Die besten Chancen hat gemäß den Umfragen Alejandro Toledo. Er hatte sich vor 10 Jahren um die Rückkehr Perus zur Demokratie verdient gemacht, hat Fujimoris liberales Wirtschaftsprogramm weitergeführt und die Grundlagen für das anhaltende Wirtschaftswachstum gelegt. Trotz dieser unbestrittenen Erfolge wurde Alejandro Toledo während seiner Präsidentschaft viel gescholten und wenig geliebt. Zu liederlich, zu wenig charakterfest, zu peruanisch aussehend, war er für viele Peruaner, denen Jahrhunderte lang eingeimpft wurde, dass das Heil weißhäutig und möglichst europäisch daherkommt.
Der Alejandro Toledo, der sich am Morgen des 27. Januar der Auslandspresse präsentiert, erinnert an einen in die Jahre gekommenen Hollywood-Star, der sich nach einer durchzechten Nacht eben frisch gemacht hat: nasses (oder frisch gegeltes) Haar, offener Hemdkragen, fehlt nur die spiegelnde Sonnenbrille und das Goldkettchen zum Mel Gibson-Verschnitt.

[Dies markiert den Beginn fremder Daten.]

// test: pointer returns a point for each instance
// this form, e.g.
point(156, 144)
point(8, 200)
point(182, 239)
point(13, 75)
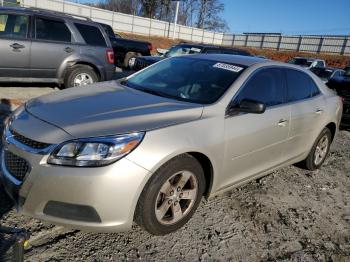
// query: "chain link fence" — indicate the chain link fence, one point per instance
point(145, 26)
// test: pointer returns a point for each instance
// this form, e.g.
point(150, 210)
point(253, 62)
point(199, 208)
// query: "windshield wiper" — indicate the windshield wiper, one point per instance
point(154, 92)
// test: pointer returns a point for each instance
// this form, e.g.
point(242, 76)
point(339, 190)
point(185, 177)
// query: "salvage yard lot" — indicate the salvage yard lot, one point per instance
point(290, 215)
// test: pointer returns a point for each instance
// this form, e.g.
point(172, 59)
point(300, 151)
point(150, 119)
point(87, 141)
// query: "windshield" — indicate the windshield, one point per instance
point(179, 50)
point(347, 72)
point(300, 61)
point(322, 72)
point(187, 79)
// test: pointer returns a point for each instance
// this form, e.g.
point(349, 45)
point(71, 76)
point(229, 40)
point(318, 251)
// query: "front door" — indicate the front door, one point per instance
point(256, 142)
point(52, 44)
point(15, 45)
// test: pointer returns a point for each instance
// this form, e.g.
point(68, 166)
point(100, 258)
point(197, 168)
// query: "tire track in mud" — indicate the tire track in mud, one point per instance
point(290, 215)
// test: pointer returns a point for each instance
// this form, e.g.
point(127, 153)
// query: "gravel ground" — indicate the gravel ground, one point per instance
point(289, 215)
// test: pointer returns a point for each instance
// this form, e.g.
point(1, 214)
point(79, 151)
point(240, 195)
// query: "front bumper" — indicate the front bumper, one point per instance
point(111, 192)
point(345, 121)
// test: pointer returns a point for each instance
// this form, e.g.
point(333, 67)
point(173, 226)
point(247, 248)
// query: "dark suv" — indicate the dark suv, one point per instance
point(186, 49)
point(44, 46)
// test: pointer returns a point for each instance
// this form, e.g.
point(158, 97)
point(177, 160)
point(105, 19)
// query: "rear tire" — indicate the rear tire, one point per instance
point(79, 76)
point(171, 196)
point(319, 151)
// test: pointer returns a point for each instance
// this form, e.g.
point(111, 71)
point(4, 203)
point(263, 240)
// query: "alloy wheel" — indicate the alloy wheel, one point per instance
point(176, 197)
point(321, 150)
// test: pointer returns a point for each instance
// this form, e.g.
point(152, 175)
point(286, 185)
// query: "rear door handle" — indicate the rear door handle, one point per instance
point(68, 50)
point(282, 123)
point(318, 111)
point(17, 46)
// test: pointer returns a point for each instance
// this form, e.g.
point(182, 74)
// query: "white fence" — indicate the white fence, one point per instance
point(145, 26)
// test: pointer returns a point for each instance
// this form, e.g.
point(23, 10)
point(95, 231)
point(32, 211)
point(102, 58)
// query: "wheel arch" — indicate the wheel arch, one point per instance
point(333, 128)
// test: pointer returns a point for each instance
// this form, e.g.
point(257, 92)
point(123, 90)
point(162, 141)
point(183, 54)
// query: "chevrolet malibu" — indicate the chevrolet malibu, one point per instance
point(147, 148)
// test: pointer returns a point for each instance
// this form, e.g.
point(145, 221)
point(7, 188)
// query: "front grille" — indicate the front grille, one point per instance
point(27, 141)
point(15, 165)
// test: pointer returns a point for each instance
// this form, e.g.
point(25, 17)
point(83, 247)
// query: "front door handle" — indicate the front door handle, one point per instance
point(282, 123)
point(68, 50)
point(318, 111)
point(17, 46)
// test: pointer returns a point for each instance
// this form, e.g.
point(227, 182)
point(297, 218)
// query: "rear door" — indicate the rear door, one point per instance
point(15, 45)
point(256, 142)
point(52, 44)
point(307, 111)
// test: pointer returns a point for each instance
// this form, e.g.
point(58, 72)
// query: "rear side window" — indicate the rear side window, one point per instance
point(91, 35)
point(265, 86)
point(13, 26)
point(300, 86)
point(52, 30)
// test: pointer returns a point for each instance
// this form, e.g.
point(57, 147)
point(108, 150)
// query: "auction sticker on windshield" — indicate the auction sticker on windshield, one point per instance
point(232, 68)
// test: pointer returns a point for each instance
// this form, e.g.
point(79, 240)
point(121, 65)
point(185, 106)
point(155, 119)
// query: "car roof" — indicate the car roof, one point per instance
point(307, 58)
point(57, 14)
point(234, 59)
point(209, 46)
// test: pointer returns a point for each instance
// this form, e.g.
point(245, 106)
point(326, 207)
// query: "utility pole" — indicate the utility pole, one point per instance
point(175, 20)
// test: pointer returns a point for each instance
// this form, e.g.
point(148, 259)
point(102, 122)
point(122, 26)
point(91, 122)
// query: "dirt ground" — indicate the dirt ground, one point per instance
point(290, 215)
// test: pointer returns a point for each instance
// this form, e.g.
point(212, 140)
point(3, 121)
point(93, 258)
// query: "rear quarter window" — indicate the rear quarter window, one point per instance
point(92, 35)
point(300, 86)
point(52, 30)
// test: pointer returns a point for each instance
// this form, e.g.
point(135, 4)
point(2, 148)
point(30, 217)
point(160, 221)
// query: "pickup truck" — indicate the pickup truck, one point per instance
point(341, 84)
point(307, 62)
point(126, 50)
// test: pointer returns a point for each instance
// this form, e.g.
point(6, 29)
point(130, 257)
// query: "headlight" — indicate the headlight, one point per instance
point(98, 151)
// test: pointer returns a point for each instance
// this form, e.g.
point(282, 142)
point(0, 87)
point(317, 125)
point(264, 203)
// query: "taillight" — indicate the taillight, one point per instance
point(110, 56)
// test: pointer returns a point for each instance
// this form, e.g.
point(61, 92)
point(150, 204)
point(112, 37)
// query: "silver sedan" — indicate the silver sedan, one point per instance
point(146, 148)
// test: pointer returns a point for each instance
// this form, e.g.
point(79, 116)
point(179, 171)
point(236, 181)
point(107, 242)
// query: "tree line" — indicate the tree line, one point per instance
point(204, 14)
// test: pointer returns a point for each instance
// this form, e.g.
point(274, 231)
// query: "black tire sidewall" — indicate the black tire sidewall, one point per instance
point(69, 81)
point(310, 161)
point(145, 212)
point(127, 60)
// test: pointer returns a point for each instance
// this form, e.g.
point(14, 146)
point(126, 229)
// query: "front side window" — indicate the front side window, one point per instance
point(266, 86)
point(14, 26)
point(187, 79)
point(213, 51)
point(319, 64)
point(300, 86)
point(52, 30)
point(347, 72)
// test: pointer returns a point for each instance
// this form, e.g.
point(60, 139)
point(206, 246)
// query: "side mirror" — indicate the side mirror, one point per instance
point(249, 106)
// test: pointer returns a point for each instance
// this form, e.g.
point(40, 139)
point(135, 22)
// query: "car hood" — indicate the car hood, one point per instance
point(109, 108)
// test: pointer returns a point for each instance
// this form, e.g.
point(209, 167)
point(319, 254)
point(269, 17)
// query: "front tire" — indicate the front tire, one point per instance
point(129, 60)
point(319, 151)
point(171, 196)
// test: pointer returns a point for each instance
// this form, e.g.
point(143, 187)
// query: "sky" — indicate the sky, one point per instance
point(288, 16)
point(294, 17)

Er habe eine Schuld offen mit seinem Land, verkündet Toledo mit gewohnt pompöser Stimme: das Wachstum, das in seiner ersten Regierung begonnen habe, müsse nun verteilt und allen Peruanern zu Gute kommen. Die Bildung sei deswegen sein erster Regierungspfeiler: 20% des Haushaltes bzw. 6% des BIP.
Weitere Vorhaben: Industrialisierung, Umverteilung, Justizreform, Umwelt. Sein Plan klingt gut und seine Worte werden immer feierlicher. „Aggressive Investition“ und „zutiefst entschlossen“ sind seine Lieblingsworte, wie um mit ihnen vergessen zu lassen, dass es während seiner ersten Präsidentschaft eben daran mangelte. Warum er eigentlich in die Politik zurückgekehrt sei, fragt ihn ein Journalist, warum er sich das wieder antun wolle, die Schmähungen, die Hetzkampagnen etc, die ihm in seiner ersten Regierung widerfahren sind.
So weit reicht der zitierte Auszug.